Materials Needed: DN Worksheet, Example problem on chart paper, white board, dry erase markers, and IND Practice Worksheet. NOTE: teacher will need to draw “maps” for GP and IND practice worksheet.
Vocabulary: map scale, atlas, key
Do Now (2 - 3 min): The teacher passes out the DN worksheet with one question about total cost to review the lesson from the previous day.
Opening (2 -3 min): Teacher opens by reviewing the answers to the DN. The teacher then states the objective, “Yesterday we learned how to solve for the unit cost and then calculate a new total cost. Today, we are going to continue focusing on proportional relationships, only we are going to focus on map scales. By the end of the lesson, you will be able to solve for the total distance given a map scale.”
Direct Instruction/Guided Practice (15 - 20 min): Teacher explains, “Ok, does anyone know what a map scale is? Has anyone looked at an atlas before? A scale on a map represents the distance on the map as it corresponds to the actual distance on the ground. All maps have a scale to let the reader know the actual distance. Let’s look at this example so you can all see a scale. Then we will move into solving proportional relationship problems that in scales on maps.” The teacher shows the example visual and focuses on the 1 inch = 15 miles. The teacher should make a reference to the key on a pictograph if it has already been introduced covered. The teacher should explain that each inch on the map/drawing represents 15 miles on the actual island.
The teacher then continues, “We will need to know how to solve proportional relationship problems that involve scales on maps. So now I want you to watch as I solve a problem that includes a scale from a map. Let’s look at the same map but now read the problem with it.” The teacher reads the problem and then continues, “Ok. I’ve read the problem now I have to ask myself what the question is asking me to do, so I know that I understand what I am supposed to do. Well, they want to know the actual distance between the two points on the map. Ok, so now I have to figure out the relevant information in the problem to help me solve this problem. I know that on the map it 3 inches from Standford to Hillcrest. I see the key telling me that 1inch = 15 miles. I think that is all the relevant information in the problem, so I am going to write it down. Ok, now I have to set up my problem. Setting up proportional relationship problems using a scale on a map isn’t the same as setting up a number sentence. There are actually two ways I can set it up. The first looks like this: In order to solve this problem I need to make an equivalent fraction, which is a fifth grade standard!
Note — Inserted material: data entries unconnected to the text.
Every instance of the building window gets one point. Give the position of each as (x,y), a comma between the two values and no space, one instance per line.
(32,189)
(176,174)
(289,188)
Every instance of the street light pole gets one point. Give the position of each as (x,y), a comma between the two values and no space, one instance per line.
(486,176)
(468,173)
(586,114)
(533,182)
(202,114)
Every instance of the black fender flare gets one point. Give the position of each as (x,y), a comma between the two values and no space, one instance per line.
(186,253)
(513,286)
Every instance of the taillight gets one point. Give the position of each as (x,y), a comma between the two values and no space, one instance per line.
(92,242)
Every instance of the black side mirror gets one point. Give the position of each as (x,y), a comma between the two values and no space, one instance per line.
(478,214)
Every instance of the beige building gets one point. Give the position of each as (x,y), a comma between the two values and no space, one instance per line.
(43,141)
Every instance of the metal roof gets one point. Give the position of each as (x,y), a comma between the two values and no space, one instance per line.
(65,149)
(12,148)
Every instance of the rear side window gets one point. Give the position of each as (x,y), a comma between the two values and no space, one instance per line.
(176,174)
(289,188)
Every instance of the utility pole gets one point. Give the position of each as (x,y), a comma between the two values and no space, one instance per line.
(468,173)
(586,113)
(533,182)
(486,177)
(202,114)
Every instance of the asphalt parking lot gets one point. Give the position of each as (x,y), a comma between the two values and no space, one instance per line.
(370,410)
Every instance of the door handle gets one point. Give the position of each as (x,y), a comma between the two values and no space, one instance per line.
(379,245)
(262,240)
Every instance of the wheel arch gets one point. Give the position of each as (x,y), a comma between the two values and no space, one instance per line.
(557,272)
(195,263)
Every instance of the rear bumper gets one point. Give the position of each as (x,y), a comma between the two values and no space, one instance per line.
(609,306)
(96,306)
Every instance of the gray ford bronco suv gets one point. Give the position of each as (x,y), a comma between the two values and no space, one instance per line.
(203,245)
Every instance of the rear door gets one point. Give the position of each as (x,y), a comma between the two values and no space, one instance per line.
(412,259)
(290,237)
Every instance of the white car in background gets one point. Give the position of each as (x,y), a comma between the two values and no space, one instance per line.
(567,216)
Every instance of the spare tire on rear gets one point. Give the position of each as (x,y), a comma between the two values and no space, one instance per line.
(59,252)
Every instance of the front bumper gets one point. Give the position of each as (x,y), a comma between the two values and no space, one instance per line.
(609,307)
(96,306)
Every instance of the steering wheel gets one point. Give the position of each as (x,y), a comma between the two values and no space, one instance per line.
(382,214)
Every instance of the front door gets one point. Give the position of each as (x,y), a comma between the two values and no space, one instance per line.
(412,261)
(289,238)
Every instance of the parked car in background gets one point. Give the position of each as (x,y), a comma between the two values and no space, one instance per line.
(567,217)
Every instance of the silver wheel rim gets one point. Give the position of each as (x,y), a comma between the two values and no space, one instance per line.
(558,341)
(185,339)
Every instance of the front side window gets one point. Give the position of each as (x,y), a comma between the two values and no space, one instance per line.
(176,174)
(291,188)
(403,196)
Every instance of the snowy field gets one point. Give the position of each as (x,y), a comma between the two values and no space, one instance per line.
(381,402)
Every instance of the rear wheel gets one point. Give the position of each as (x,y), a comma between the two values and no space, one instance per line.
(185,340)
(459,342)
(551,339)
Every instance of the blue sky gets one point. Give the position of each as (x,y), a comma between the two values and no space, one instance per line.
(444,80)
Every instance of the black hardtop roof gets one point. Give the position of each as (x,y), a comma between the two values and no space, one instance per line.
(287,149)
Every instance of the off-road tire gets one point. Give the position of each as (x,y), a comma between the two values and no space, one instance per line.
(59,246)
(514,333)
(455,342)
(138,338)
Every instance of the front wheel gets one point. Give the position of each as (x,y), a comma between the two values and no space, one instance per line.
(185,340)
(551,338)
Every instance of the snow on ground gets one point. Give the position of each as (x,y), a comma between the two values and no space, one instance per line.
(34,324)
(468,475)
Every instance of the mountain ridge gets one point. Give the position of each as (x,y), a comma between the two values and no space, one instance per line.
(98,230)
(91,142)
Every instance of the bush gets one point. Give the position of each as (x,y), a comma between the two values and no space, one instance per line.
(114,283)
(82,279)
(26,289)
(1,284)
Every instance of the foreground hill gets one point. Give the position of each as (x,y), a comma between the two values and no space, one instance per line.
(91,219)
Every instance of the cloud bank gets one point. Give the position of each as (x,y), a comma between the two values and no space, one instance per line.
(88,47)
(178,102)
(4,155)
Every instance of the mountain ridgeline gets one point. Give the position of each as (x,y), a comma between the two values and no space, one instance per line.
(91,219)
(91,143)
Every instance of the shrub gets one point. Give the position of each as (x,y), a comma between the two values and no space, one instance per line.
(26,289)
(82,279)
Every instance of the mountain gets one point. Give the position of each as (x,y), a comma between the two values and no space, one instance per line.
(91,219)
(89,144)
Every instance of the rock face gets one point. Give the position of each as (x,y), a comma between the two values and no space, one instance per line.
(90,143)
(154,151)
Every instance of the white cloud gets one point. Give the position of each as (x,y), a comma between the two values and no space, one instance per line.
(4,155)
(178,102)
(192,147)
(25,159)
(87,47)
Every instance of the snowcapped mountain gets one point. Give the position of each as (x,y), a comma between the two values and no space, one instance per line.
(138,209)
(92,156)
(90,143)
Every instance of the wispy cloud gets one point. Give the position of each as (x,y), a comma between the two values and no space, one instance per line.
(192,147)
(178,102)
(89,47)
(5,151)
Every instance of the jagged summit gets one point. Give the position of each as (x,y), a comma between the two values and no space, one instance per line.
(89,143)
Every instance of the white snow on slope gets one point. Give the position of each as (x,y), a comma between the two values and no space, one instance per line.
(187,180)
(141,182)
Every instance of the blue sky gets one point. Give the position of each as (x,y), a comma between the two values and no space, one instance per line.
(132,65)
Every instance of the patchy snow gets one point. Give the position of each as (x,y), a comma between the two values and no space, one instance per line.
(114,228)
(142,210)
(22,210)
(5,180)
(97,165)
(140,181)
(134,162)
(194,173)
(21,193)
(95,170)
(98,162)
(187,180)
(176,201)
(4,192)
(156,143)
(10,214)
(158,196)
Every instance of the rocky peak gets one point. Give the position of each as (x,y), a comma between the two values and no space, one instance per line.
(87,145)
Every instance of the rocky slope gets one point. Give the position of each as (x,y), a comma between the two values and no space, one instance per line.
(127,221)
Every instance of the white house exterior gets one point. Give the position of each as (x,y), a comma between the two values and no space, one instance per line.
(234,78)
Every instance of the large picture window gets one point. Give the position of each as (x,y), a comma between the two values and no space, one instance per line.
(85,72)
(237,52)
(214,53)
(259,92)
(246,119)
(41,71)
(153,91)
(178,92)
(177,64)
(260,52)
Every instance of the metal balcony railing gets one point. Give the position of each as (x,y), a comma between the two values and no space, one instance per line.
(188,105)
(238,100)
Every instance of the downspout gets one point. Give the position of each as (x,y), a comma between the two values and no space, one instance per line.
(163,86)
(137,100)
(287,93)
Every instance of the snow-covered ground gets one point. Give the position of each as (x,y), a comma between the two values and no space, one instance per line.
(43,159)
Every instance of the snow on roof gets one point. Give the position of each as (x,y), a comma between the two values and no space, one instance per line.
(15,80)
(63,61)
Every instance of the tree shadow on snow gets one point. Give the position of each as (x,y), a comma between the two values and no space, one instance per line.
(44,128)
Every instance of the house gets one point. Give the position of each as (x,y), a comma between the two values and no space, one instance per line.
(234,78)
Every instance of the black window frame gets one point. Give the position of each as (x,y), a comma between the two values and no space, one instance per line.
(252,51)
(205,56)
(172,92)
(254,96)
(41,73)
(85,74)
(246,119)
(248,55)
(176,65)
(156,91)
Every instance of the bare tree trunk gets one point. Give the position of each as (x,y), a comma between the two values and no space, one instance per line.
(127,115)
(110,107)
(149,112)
I need to figure out what I multiple 1 by to get 3 and then I multiple my denominator by the same number and I have my answer = the actual distance.
1 * 3 = 3
15 *3 = X = 45
The other way I could solve this problem, if I am not comfortable setting up the fractions, would be to use repeated addition. I need the same relevant information as before. I would set my problem up this way.
1 inch = 15 miles.
2 inches = 30 miles
3 inches = 45 miles -or- 15+15+15 = 45
The teacher continues, “Ok, so what is the answer to this problem? . Did everyone see as I solved the problem with two different strategies? You can use the fraction model or you can use repeated addition to solve proportional relationship problems that involve a scale on a map. Ok, now we are going to do one together. We all watched as I solved one problem. Now I want to work as a class to solve another before independent practice. First, who can come to the board and show me one way to set up a proportional relationship problem with a scale from a map? [student comes to board to answer question.] The teacher repeats questioning to get other strategy on the board. Then the teacher reads the second problem. The teacher should be sure to tell the students that nothing changes even though the scale is based on 2 inches instead of 1 inch, the problem is still set up the same way.
GP Question: A map has a scale of 2 in: 10 mi. If Baltimore and Washington, DC are 10 in apart on the map then how far apart are the real cities?
Strategy 1: Strategy 2:
2*5= 10 “Do we add 10,10 times? No! We need to look at out our scale. This
___ ____ scale is based on 2 inches, which means we need to count by 2s to
10, or divide 10 by 5 to find out how many times we need to add.
10*5= 50 We need to add it 5 times, because 2 goes into 10 5 times, so our
problem will look like” 10+10+10+10+10 = 50
Independent (10 min): The teacher hands out the IND worksheet, which mimics Guided Practice. Students are asked to complete the worksheet independently and turn it in.
Closing (2-3 min): Teacher calls the attention of the students back toward the front of the class to quickly review the answers to the Independent Practice worksheet/ ask what we learned about.